Abedini’s family members assert that the charges for his original arrest – that he was working with illegal church groups – is not only unjust but false. No criminal law in Iran penalizes private religious gatherings in a person’s home, regardless of whether they are affiliated with a church, Barrans said.

 

“If there were such a crime, the Iranian government would have charged pastor Saeed with that crime,” said Barrans. “But because pastor Saeed’s actions of gathering with fellow believers were lawful, the Iranian government had to charge pastor Saeed under the vague and manipulable ‘national security’ offense – thus allowing the government to assert that a perfectly lawful act was intended to undermine the national security.”

 

Moreover, Naghmeh has said that the house church Abedini was working with before 2005 was legal at the time because it was sponsored by a legally recognized church.

 

The international push for his release is slowly gaining momentum. The U.S. Commission on International Religious Freedom’s annual report, released last month, cited Abedini’s case as one of many reasons it considers Iran a “Country of Particular Concern” for “egregious religious freedom violations.”

 

In March, U.S. Secretary of State John Kerry called for his release, as did State Department officials at the United Nations.

 

Organizations that have publicly called for his release include the United Nations Special Rapporteur for Human Rights in Iran, which raised Abedini’s case at the U.N. Human Rights Council.
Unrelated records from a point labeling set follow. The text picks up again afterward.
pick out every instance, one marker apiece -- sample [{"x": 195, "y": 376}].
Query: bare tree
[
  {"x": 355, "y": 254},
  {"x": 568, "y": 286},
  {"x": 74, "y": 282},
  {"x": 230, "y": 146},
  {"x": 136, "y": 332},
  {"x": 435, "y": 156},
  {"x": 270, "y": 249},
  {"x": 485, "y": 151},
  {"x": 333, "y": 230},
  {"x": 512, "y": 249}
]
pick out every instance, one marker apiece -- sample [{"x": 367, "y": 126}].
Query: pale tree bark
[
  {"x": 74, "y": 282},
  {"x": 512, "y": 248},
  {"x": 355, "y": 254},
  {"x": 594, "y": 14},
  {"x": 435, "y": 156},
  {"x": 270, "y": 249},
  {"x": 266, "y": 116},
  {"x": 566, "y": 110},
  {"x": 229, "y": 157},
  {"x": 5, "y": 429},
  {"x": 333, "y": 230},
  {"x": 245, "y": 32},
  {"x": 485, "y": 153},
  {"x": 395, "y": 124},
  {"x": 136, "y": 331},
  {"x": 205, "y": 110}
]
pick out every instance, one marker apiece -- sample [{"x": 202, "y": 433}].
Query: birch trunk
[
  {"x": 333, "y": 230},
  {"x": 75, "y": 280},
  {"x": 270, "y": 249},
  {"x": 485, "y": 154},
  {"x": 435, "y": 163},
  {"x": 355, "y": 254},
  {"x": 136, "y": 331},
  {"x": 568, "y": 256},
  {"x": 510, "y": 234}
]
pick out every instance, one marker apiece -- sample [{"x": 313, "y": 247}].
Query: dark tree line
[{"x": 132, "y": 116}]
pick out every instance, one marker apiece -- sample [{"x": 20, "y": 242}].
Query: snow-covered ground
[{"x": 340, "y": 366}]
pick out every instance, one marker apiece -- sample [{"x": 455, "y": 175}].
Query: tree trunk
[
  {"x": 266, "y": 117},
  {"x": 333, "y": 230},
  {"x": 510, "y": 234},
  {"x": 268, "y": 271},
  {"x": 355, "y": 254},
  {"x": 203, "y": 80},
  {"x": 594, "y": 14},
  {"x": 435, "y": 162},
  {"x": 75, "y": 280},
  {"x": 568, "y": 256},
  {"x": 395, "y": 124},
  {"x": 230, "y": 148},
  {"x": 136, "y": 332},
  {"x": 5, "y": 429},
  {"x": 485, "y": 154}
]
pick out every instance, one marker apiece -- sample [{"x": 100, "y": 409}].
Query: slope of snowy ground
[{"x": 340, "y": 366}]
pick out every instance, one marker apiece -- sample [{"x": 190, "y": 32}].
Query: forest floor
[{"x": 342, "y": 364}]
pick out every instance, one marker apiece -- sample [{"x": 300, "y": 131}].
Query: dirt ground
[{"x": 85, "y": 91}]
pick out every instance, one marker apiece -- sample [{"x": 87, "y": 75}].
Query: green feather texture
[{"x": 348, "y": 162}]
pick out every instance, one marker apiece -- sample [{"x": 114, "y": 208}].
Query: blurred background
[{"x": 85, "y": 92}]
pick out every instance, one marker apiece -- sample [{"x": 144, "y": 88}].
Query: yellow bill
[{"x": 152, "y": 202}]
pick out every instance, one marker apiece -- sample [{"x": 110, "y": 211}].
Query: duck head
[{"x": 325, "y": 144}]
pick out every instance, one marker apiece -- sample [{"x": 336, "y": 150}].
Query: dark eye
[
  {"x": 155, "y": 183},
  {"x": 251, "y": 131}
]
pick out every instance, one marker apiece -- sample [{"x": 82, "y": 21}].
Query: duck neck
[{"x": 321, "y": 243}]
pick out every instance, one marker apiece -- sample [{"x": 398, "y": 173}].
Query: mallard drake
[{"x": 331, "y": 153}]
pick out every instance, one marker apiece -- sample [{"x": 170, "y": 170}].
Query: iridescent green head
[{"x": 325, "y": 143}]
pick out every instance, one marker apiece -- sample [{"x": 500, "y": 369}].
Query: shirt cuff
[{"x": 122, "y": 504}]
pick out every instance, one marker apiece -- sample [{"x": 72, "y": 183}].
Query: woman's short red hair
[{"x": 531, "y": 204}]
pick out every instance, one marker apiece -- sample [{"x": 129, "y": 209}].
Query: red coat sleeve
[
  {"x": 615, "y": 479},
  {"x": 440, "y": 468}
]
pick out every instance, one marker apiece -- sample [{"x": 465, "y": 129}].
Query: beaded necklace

The European Union also demanded at the United Nations that Iran release him.

 

Over 580,000 have signed a petition for his release at savesaeed.org.

 

Behind the scenes, private diplomatic efforts continue to try securing his release.

 

Naghmeh and their two children, a 6-year-old daughter and 4-year-old son, reside in Idaho. Abedini was ordained as a member of the American Evangelistic Association in 2008.

 

The family was shaken by the news that he was put into solitary confinement, Barrans said. Sekulow added that until he is released, advocacy groups are continually working to lift the pastor’s spirits and apply pressure on the Iranian regime for his release.

 

“We want pastor Saeed to know that he is not forgotten, and thousands upon thousands of people are fighting for his freedom,” Sekulow said. “It is also an important opportunity to let Iran know that we will not forget about this persecuted pastor. Iranian officials will be reviewing and paying attention to these letters. They will feel the incredible pressure of the world community calling for pastor Saeed’s release.”